Researchers at MIT have overcome the current challenges in optogenetics by creating a new opsin that responds to red light from outside the skull.) (Courtesy Jose-Louis Olivares/MIT/McGovern Institute for Brain Research)

Researchers at MIT have overcome the current challenges in optogenetics by creating a new opsin that responds to red light from outside the skull.)
(Courtesy Jose-Louis Olivares/MIT/McGovern Institute for Brain Research)

Researchers at MIT have overcome a key hurdle in optogenetics by creating a new photosensitive protein that responds to a light source outside the brain. The latest findings, announced by the McGovern Institute for Brain Research and published in the journal Nature Neuroscience, would allow the use of optogenetics in long-term studies without the need for implanting a light source, the researchers said.

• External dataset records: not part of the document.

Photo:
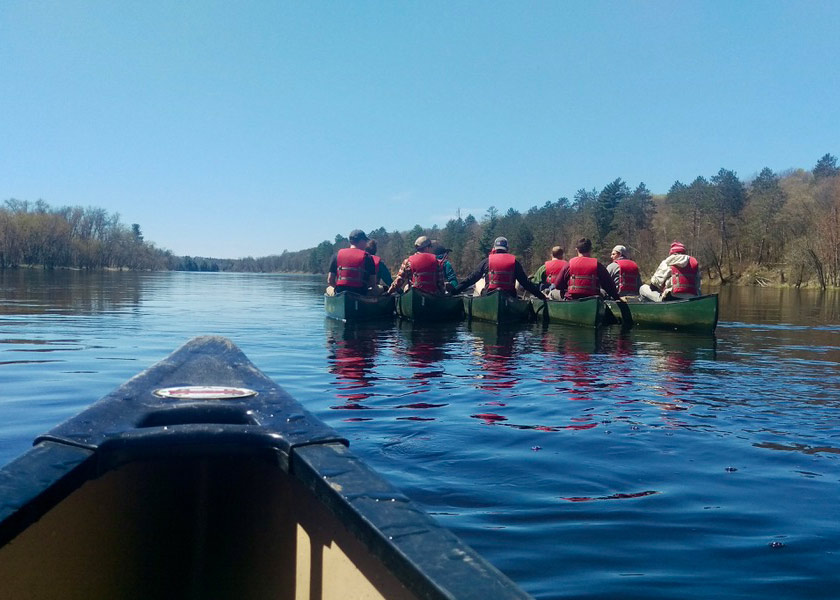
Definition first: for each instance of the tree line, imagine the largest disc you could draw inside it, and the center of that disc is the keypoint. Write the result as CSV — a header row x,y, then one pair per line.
x,y
34,234
773,228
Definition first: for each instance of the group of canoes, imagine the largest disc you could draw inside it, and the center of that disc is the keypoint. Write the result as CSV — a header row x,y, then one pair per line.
x,y
580,291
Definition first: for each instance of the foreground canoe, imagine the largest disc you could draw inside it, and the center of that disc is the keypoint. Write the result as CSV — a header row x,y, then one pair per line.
x,y
497,308
420,306
201,478
348,306
693,314
587,312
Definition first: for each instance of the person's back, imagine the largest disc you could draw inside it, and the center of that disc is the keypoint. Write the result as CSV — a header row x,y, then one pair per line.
x,y
500,272
677,277
351,269
424,271
420,270
625,272
583,277
685,277
380,269
553,267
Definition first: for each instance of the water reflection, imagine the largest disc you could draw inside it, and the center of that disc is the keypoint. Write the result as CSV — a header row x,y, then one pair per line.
x,y
34,291
351,353
812,307
425,346
496,348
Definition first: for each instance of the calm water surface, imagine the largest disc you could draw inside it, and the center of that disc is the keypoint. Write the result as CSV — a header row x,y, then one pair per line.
x,y
582,464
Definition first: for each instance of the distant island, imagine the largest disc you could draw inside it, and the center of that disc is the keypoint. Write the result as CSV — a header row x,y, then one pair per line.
x,y
777,228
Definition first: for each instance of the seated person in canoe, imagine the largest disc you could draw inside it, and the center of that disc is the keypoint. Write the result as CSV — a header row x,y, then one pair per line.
x,y
381,272
351,269
442,254
549,271
420,270
677,277
500,272
624,272
583,277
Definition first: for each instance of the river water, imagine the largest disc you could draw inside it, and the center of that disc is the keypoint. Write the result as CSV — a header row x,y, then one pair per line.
x,y
583,464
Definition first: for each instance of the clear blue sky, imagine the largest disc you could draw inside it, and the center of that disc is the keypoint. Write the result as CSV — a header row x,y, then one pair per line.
x,y
230,129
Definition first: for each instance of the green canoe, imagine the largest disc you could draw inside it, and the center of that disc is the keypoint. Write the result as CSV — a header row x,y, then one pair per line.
x,y
348,306
420,306
588,312
497,308
692,314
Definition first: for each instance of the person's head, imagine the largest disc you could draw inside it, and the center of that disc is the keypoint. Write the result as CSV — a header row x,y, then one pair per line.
x,y
618,252
440,250
677,248
500,244
422,244
584,246
357,236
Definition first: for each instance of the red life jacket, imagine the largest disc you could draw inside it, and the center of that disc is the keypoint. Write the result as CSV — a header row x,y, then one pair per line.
x,y
376,260
686,280
424,267
351,268
629,279
501,272
553,268
583,277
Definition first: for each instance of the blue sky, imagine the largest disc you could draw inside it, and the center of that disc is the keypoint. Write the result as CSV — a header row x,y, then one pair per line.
x,y
232,129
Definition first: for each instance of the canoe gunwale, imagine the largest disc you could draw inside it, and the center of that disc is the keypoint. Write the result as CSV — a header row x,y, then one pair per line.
x,y
686,314
441,308
580,312
285,436
498,307
372,307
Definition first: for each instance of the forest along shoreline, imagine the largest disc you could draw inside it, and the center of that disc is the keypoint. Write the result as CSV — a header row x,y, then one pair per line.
x,y
771,229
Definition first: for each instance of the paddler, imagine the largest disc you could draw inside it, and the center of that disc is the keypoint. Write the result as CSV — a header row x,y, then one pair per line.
x,y
501,271
420,270
351,269
676,277
549,271
624,272
380,272
442,254
584,276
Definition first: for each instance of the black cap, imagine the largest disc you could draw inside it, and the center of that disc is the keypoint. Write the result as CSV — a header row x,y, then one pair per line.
x,y
357,235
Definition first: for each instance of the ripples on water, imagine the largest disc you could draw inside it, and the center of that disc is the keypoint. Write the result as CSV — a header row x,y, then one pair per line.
x,y
583,464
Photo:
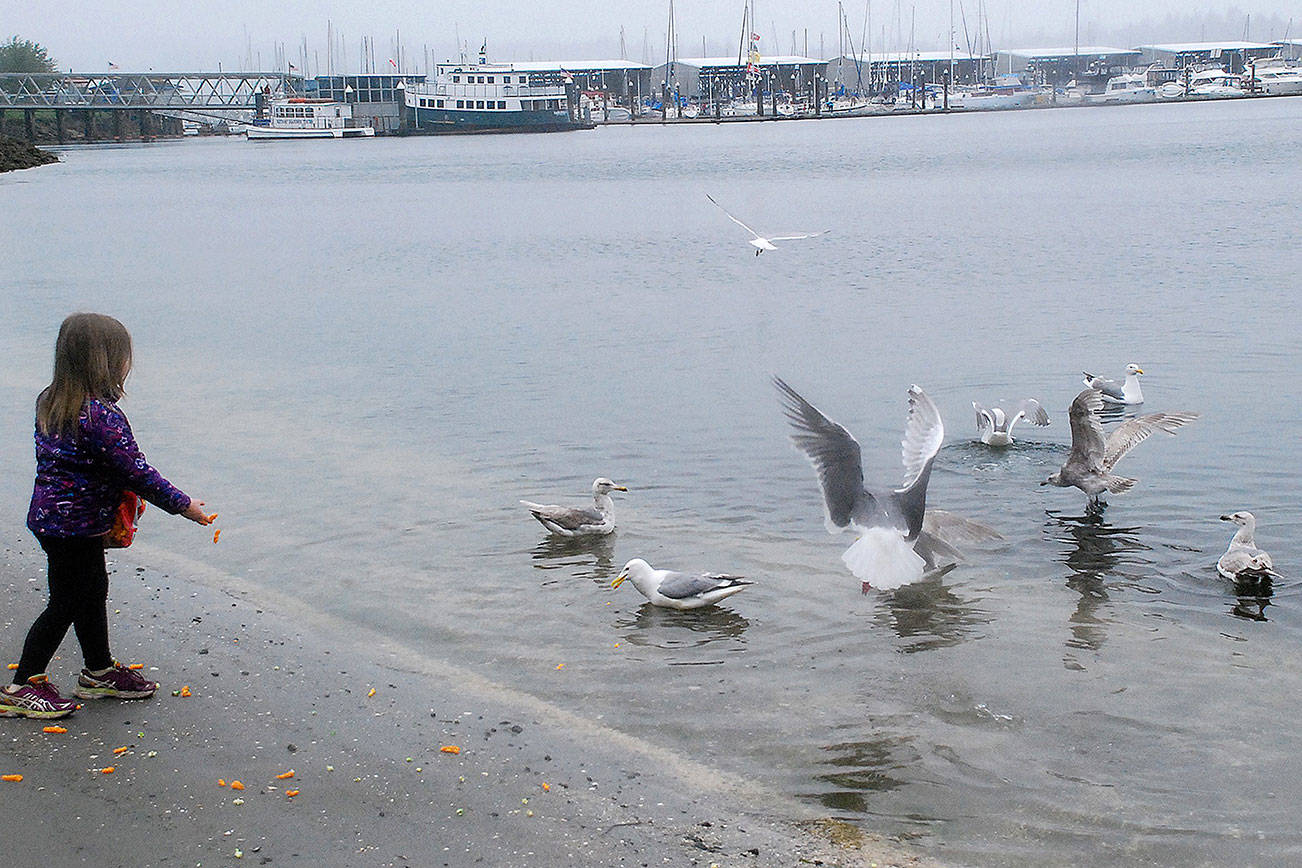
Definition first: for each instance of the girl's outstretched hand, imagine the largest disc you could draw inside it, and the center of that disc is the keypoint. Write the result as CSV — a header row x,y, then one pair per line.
x,y
194,512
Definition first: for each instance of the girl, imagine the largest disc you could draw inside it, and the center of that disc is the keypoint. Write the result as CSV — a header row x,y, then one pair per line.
x,y
85,458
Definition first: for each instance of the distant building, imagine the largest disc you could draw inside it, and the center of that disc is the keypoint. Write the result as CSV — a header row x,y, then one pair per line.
x,y
723,78
1232,56
1060,65
876,73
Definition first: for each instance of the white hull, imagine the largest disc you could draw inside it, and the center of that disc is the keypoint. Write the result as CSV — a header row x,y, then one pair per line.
x,y
268,133
1281,86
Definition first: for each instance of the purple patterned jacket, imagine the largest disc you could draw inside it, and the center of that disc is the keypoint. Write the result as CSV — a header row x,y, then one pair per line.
x,y
81,476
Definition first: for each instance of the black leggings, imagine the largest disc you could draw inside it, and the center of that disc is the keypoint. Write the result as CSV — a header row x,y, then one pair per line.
x,y
78,597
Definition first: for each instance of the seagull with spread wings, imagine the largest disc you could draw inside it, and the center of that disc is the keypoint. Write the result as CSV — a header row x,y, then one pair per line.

Current opsins used in optogenetics respond best to blue and green lights, but the newly engineered protein, Jaws, responds to red light.

Ed Boyden’s team at MIT turned to bacteria Haloarcula marismortui and Haloarcula vallismortis, where they had previously identified red-light sensitive opsins, but found their photocurrent insufficient. Graduate student Amy Chuong and the team tested the electrical properties of various mutations of the protein until they found one that was just as responsive to red light and strong enough to switch off neural activity.

The new opsin allowed the researchers to turn off neuronal activities as deep as 3 mm in the brain, according to the McGovern Institute.

In addition to using optogenetics for long-term studies, where invasive optogenetic light sources are undesirable, the new findings could help researchers inhibit a larger area of the brain in larger animals.

Researchers at Friedrich Miescher Institute for Biomedical Research in Switzerland, who have already tested Jaws in the mouse retina, found that it could also be useful in treating a degenerative disease of the cone cells known as retinitis pigmentosa.